U.S. free trade agreements since 1984 have had an overall positive effect on trade balances, reducing U.S. trade deficits or boosting surpluses with partner countries by $87.5 billion in 2015, a new government study showed on Wednesday.
The study by the U.S. International Trade Commission at the request of Congress found that the trade deals, including the controversial North American Free Trade Agreement (NAFTA) and pacts with Central American countries and South Korea, boosted net U.S. employment by 159,300 jobs in 2012 over levels that would have occurred without them.
They caused real wages to be slightly higher, by 0.3 percent, that same year. The trade deals also provided only a slight boost to economic output of less than one percent.
The agreements significantly improved the U.S. position in bilateral goods trade with FTA partners, boosting surpluses or reducing deficits by $4.4 billion per country per year on average, said the ITC, the body that passes judgment on U.S. anti-dumping and anti-subsidy trade cases.
This added up to a total favorable U.S. trade position of $87.5 billion for 2015 over estimates without the trade deals.
It noted that U.S. pork exports to Colombia, for example, had risen 300 percent since a free-trade deal took effect in 2011.
The study, mandated by last year's "fast-track" trade authority legislation that paved the way for a 12-country Pacific free trade deal, could provide some ammunition for pro-trade lawmakers to push back against a rising tide of anti-trade sentiment, particularly from the presidential campaign trail.
Presumptive Republican nominee Donald Trump on Tuesday vowed to force Canada and Mexico to renegotiate the NAFTA free trade deal or scrap it as part of his plan to protect and restore American jobs.
But the ITC study found that the benefits of free trade pacts were somewhat uneven, with export and employment gains not shared by all sectors.
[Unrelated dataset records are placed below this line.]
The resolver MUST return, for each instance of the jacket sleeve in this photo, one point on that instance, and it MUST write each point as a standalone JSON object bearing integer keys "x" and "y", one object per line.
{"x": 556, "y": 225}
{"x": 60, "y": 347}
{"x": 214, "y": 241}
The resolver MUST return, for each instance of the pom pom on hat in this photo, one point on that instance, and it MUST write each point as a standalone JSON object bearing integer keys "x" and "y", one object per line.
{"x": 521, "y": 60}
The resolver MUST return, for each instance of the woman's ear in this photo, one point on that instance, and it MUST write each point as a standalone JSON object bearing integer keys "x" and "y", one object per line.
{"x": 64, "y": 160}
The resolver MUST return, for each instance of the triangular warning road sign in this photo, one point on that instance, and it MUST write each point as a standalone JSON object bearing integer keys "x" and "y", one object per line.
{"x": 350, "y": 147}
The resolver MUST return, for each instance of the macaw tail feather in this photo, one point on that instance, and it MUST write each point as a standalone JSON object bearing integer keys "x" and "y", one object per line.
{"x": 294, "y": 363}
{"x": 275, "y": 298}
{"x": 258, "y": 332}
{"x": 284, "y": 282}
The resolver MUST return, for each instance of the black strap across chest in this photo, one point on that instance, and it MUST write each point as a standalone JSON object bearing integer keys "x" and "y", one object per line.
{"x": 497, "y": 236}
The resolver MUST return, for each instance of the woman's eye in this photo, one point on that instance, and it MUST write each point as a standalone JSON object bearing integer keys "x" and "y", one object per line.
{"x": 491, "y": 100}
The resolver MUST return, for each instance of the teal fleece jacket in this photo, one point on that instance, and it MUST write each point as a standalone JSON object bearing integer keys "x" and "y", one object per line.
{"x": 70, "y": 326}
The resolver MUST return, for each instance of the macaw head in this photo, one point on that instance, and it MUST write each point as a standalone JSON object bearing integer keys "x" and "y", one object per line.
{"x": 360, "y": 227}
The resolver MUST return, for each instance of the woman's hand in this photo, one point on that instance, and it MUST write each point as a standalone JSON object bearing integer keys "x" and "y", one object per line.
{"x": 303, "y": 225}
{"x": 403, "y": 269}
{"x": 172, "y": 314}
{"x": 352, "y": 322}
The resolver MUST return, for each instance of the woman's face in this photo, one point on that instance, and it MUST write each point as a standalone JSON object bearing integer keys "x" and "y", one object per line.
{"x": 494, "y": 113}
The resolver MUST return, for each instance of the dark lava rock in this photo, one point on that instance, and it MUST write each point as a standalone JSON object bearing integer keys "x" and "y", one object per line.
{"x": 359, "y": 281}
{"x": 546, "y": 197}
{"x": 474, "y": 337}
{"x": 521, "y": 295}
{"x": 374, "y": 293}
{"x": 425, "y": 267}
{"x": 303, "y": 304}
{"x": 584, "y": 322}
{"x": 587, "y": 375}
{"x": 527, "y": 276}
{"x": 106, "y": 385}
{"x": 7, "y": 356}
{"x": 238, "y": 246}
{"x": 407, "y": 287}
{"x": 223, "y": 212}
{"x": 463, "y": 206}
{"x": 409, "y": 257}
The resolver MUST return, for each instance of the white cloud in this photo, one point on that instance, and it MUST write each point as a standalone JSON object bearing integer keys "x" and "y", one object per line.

While the study characterized the overall effect of NAFTA as positive, it said movement of production to Mexico was a factor in the decline in overall U.S. automobile and parts production and employment. For instance, employment declined from a peak of 1.3 million workers in 2000, to 877,000 in 2014 after massive restructurings and increased market share of Asian automakers.
But the study also said that NAFTA had helped to make the U.S. auto industry more globally competitive, helping to boost U.S. vehicle exports to non-NAFTA countries from $10.7 billion in 1997 to $54.9 billion in 2014.
Representative Sander Levin of Michigan, the top Democrat on the influential House Ways and Means Committee, criticized the study for failing to measure the worker dislocations caused by trade deals and increased imports.
"The ITC claims a small increase in GDP based on traditional economic models," said Levin, who opposes the Trans-Pacific Partnership trade deal. "The ITC fails to address the costs associated with workers losing their jobs or factories leaving communities as a result of trade agreements. Those transition costs are largely ignored in this report."